Onward

It is often attributed to Lenin the saying that there are decades in which nothing happens, and then there are weeks in which decades do happen. Probably it is too soon to say decades did happen in the last few weeks. Maybe a coronavirus vaccine will come along, and people will pretend nothing happened, back to business. Or perhaps no vaccine comes, and many will still pretend nothing happens — a dark possibility already being played out in many corners of the earth.

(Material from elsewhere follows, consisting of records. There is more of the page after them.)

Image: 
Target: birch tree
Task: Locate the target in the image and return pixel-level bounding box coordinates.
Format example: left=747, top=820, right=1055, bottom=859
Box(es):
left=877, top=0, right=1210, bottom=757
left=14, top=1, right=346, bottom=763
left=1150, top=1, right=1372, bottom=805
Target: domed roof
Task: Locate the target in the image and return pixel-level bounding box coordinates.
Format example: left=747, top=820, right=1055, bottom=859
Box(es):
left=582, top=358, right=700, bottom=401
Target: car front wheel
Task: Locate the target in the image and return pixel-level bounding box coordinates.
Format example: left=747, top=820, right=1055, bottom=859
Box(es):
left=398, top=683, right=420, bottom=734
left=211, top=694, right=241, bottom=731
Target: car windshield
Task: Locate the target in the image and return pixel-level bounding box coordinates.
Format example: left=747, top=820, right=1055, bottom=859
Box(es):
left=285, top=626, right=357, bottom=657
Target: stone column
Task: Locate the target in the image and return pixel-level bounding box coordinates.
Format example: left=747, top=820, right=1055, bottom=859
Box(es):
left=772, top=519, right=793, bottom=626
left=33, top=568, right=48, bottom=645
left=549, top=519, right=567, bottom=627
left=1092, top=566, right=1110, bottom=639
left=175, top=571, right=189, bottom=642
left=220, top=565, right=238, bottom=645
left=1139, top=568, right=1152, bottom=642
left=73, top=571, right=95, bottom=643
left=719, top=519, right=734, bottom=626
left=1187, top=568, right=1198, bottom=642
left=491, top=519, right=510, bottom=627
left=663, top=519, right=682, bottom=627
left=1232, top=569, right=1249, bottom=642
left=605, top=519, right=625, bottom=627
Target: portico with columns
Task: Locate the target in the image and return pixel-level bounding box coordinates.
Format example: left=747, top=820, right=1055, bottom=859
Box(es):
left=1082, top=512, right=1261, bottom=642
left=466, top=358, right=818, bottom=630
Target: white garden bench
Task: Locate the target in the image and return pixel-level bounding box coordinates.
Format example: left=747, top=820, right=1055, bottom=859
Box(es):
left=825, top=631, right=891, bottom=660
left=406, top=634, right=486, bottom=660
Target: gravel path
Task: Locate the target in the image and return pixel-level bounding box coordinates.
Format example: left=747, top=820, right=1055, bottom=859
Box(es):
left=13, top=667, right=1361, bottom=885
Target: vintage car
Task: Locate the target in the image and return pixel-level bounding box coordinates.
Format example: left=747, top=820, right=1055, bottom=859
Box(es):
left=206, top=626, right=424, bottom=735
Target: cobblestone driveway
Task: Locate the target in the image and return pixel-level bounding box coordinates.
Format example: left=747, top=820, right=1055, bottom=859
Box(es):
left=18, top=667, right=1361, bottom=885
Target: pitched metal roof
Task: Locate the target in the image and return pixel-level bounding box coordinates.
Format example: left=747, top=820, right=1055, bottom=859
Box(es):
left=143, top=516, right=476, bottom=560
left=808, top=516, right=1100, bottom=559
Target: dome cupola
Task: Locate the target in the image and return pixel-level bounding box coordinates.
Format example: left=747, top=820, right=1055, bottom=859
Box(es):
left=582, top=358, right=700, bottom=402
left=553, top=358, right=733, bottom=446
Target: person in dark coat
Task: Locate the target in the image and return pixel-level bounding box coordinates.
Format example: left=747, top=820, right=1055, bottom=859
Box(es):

I also find it too soon to express what I felt during this pandemic. In the past month, one foot already outside the door, one foot in, I have mostly appreciated how bizarre what we used to call a normal life actually was. Going into lockdown, I took notes and documented those early days. Three months later, my notes read like lousy sci-fi, except it is all true — a time outside of regular time. So maybe we should cancel the timeline altogether and reset the calendar at year 3020 or 20C0 or a number even weirder when we get to a point in which we can find ourselves in a society with a modicum of predictability in the future. If we ever.

Halfway throughout my confinement, I found the Warp Earth Catalog newsletter. The first playlist had this track by Can, Future Days. Listening to it made me feel optimistic about this massive opportunity for rethinking.

Maybe I will articulate what I am thinking in future weblog posts; perhaps I will not. I've become wary of how there are too many opinions already! I will be parsimonious as to be worth your attention (or at least point you to some great music). I decided it was time for a new site. I deleted nearly all old weblog posts, remnants of an uninteresting and too long a past, thoroughly 404'ed, keeping only some of my portfolios and curricula. I also dialed my social media presence way down. I want that brand-new notebook feeling, and I need focus.

Here we go.

A new decade

I remember how the 2010s started. I left a party at a friend's house in the early morning, about 6 or 7am. I turned the first corner to the metro station and heard a horn. I looked, and there was this silver Volkswagen waiting in the traffic lights. The window was down, and the anonymous driver thrust his middle finger at me. Just a fraction of a second, as he drove off, burning rubber.

That certainly set a theme. The sort of thing that kept on happening throughout the decade: austerity, precarity, fascism in politics, egotism in persons. Still, many good things also happened. And many of those good and bad things now seem like they happened a long time ago. Such is the nature of time when getting older, I guess.

Anyway. Taking stock of the whole year — the good things, the bad things, then the books, the music, the TV shows, the movies... I'm no longer having fun. I got tired of the idea before even considering it. Just because I happen to have this blog, I felt like I should write some kind of retrospective on the whole decade. And that's too much, and I won't do it. A guy like Jason Kottke still has that will and that discipline — besides having to meet the expectations of patrons —, and that's why he's successful: go read his best of the best of the best listicle post if that's what you came here for.

I will do something else. I am pronouncing this website as in maintenance, as I cannot be bothered by it. Whatever is automatic will be updated (Instagram photos and Pocket favorites routed to Twitter), whatever is not... Well, then it won't. And whenever I finish writing my Ph.D., hopefully over the next few months, then maybe I'll bring over a mop and some Sonasol and clean up this unwieldy mess of a website.

Have a great New Year!

I know: we can't even agree on whether the new decade starts 2020 or 2021. Yes, years are ordinals, so a 'mathematical decade' starts in 2021. But a far more practical 'linguistic decade' — the _twenties_ — should cover 2020. It would be absurd to leave out the year the decade is named after. So. There.